Whoever takes this job should consider that they work for many constituents. To deliver for the mayor, you have to have good relationships with all the developers, not-for-profit and for-profit, and everyone in between. You have to have good relationships with the community, with tenants. You have to be responsive to the regular person on the street who may email or call you about their problems, as well as to the Council and to the Senate and Assembly and Congress, and your mayor.
If you serve that many people, and you are doing it energetically, then this job has a shelf-life. So, I really really would say that the best way to do this job is to know that you are responsible to a lot of different people.
What are your thoughts on the 421a tax break, which is slated to expire in June?

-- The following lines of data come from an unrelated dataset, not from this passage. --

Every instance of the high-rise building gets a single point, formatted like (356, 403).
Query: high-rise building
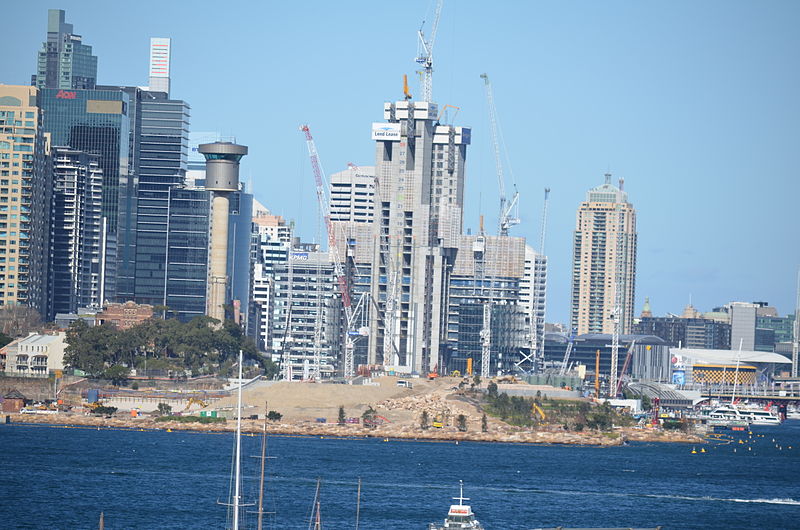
(158, 143)
(604, 261)
(743, 325)
(25, 197)
(272, 238)
(160, 64)
(419, 166)
(306, 299)
(186, 260)
(353, 195)
(222, 178)
(96, 122)
(533, 298)
(484, 296)
(78, 232)
(64, 61)
(689, 332)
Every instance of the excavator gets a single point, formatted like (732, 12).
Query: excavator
(195, 401)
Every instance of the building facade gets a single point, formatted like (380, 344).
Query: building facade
(743, 325)
(186, 272)
(353, 194)
(79, 232)
(419, 167)
(124, 316)
(306, 317)
(25, 200)
(686, 332)
(64, 62)
(604, 261)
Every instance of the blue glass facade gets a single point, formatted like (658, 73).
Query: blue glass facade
(96, 122)
(187, 252)
(158, 144)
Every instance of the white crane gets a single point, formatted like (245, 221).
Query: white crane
(507, 220)
(425, 54)
(351, 314)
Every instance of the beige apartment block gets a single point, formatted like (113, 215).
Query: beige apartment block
(23, 212)
(603, 260)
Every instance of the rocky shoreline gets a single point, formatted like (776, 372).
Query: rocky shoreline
(497, 433)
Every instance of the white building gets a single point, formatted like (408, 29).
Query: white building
(36, 355)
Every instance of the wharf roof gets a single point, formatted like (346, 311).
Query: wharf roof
(730, 356)
(600, 337)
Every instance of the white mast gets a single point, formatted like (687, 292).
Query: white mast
(796, 341)
(736, 373)
(237, 477)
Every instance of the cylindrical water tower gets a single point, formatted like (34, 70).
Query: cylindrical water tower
(222, 178)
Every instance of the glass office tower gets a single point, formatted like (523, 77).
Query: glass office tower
(186, 274)
(96, 122)
(158, 144)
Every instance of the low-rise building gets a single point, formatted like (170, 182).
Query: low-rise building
(125, 316)
(36, 355)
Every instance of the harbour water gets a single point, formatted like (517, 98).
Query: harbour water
(63, 477)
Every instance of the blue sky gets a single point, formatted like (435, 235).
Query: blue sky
(695, 104)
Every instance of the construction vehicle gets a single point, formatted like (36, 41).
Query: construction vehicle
(195, 401)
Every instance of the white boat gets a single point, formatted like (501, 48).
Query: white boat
(460, 516)
(733, 414)
(760, 416)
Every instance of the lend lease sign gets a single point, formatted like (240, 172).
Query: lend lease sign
(386, 131)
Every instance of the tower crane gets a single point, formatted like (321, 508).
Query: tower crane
(425, 53)
(507, 220)
(351, 313)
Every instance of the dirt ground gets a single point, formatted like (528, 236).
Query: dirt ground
(307, 401)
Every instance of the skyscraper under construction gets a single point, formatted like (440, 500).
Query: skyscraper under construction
(419, 199)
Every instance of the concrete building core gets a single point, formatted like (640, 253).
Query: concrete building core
(222, 178)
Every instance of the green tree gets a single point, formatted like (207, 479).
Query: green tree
(424, 420)
(461, 422)
(368, 417)
(117, 374)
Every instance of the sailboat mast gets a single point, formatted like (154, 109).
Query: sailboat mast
(263, 459)
(237, 478)
(736, 373)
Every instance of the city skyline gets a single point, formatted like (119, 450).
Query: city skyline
(693, 135)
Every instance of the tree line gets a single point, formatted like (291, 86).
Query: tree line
(197, 347)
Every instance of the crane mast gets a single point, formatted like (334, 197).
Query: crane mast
(506, 219)
(351, 314)
(425, 54)
(539, 271)
(618, 300)
(796, 330)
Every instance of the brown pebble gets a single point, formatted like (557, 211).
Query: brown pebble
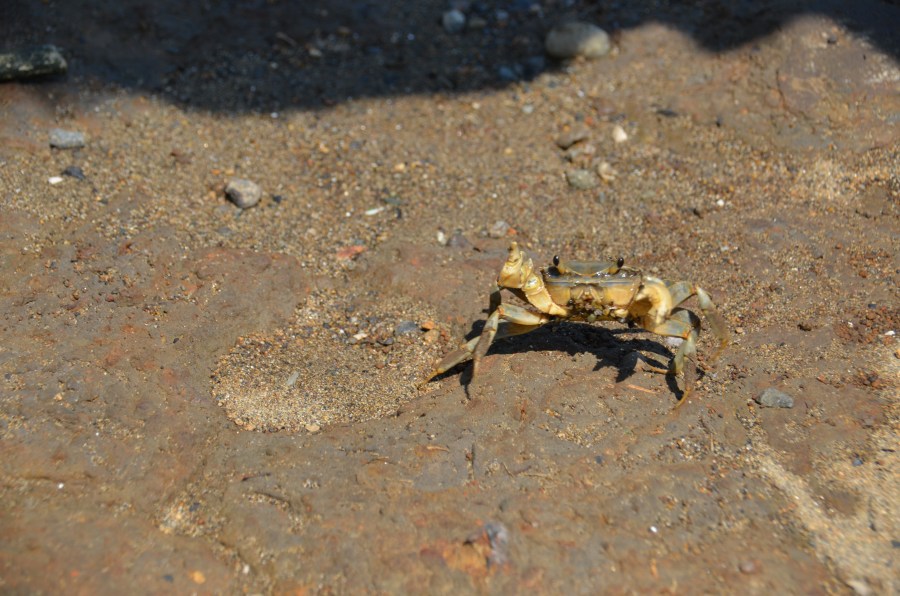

I think the program is maligned. I think it is a necessary program, it is a necessary tool for the city, to create affordable housing, and to support the mandatory inclusionary housing program, which was predicated on their being a tax exemption like 421a. Without that tax exemption, it doesn’t work. In addition, 421a produces on average, about 4,000 affordable units to our pipeline. That is a valuable source of units that if we had to pay for otherwise, we couldn’t produce as much.
“We found ways to continue closing deals, to keep nonprofits from going under, to keep MWBEs from going under.”
Does the program need to be changed? Definitely. We should eliminate option C [30 percent of units affordable at up to 130 percent of the area median income], and create deeper affordability. But the concept of having a tax exemption that allows folks to produce affordable housing when they produce market-rate housing is a good thing for the city.
Is there a way to change MIH that would do away with the need for 421a?
Because development is so expensive in the city, typically market-rate development — development that is not subsidized by the city — does not get developed without 421a. There are exceptions, but typically it doesn’t. To say that MIH should be different, unless something drastically changes in the market with land prices, I don’t see how that could be. It is more complicated than the zoning resolution can solve.
What’s next for the J-51 tax break, which was recently renewed?
We’ve been advocating at HPD for reform. There have been so many other things that the city and state needed to focus on. But definitely, I would expect in the new administration that J-51 reform would be on the agenda.
What’s next for you?
Definitely a nap. I will take two months off and try to think about it. I have been working full speed every day up until the last day. I haven’t settled on anything, truthfully.